ルーカス vs マグネッティマレリ、V型12気筒エンジン用デスビを比較【1】昭和ロマン珍車秘宝館 第12回

右がマグネッティマレリ製のデスビローターとデスビキャップ。左がルーカス製。どちらもV型12気筒エンジン用だが、プラグを差し込む端子の距離が異なる。マレリ製は2階建て方式で狭い。

       
【昭和ロマン珍車秘宝館 第12回 LUCAS vs MAGNETI MARELLI、V型12気筒エンジン用デスビを比較  Vol.1】

V型12気筒エンジンを搭載して一世を風靡した市販車「ダイムラー ダブルシックス」と
「フェラーリ512BB」。この2車のデストリビューターの機構に、興味深い違いがある!

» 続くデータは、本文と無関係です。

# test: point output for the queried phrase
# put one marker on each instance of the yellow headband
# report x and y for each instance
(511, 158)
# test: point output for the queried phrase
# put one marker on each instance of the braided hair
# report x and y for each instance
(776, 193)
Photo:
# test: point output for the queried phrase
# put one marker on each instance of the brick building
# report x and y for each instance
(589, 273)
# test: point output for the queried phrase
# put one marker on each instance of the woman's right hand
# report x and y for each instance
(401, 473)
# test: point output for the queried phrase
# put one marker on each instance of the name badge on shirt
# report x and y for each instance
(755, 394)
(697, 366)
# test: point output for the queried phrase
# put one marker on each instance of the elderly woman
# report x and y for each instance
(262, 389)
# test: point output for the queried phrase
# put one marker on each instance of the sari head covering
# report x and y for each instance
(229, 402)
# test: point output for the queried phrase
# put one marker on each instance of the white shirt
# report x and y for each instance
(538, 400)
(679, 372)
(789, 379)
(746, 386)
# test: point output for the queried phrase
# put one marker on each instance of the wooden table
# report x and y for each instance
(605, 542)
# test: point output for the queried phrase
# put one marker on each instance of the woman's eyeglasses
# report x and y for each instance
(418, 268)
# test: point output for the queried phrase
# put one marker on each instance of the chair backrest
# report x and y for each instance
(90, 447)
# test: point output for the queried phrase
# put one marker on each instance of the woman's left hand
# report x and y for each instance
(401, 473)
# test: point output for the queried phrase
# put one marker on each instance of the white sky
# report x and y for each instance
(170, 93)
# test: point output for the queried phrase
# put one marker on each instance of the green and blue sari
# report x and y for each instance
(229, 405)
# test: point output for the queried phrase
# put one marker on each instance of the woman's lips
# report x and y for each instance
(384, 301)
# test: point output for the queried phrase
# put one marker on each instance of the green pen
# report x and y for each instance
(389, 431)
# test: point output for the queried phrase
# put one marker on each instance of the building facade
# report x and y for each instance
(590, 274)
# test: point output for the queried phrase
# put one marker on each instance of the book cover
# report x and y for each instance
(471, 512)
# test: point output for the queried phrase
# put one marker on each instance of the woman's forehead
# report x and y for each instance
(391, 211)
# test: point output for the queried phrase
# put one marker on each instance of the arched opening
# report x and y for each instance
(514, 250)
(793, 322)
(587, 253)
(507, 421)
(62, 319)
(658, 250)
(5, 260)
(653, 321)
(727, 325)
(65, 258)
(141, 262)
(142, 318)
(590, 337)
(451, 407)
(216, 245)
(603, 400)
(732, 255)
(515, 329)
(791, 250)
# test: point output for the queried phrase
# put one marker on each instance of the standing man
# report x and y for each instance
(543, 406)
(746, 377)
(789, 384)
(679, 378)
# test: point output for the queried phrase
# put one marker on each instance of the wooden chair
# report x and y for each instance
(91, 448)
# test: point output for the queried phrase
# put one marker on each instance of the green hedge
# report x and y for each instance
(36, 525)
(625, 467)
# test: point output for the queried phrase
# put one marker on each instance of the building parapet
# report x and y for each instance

デストリビューター(以下デスビ)については、「ダイムラー ダブルシックス」はルーカス製を、「フェラーリ512BB」はマグネッティマレリ製を採用している。

 旧車のエンジンの点火装置といえば、デスビが一般的。点火電圧を各気筒に分配して送るための装置で、2気筒以上のエンジンに使われる。イグニッションコイルで発生させた高電圧を、各シリンダーヘッドの点火プラグに、適切な点火タイミングで送るように作られている。

「4サイクルエンジンだと、エンジン回転の2分の1で回ります。この部分はクランクシャフト回転と必ず同期していて、タイミングがズレないように、ギア駆動やチェーン駆動です。4サイクルの場合は、カムシャフト先端に装着されているエンジンもあります。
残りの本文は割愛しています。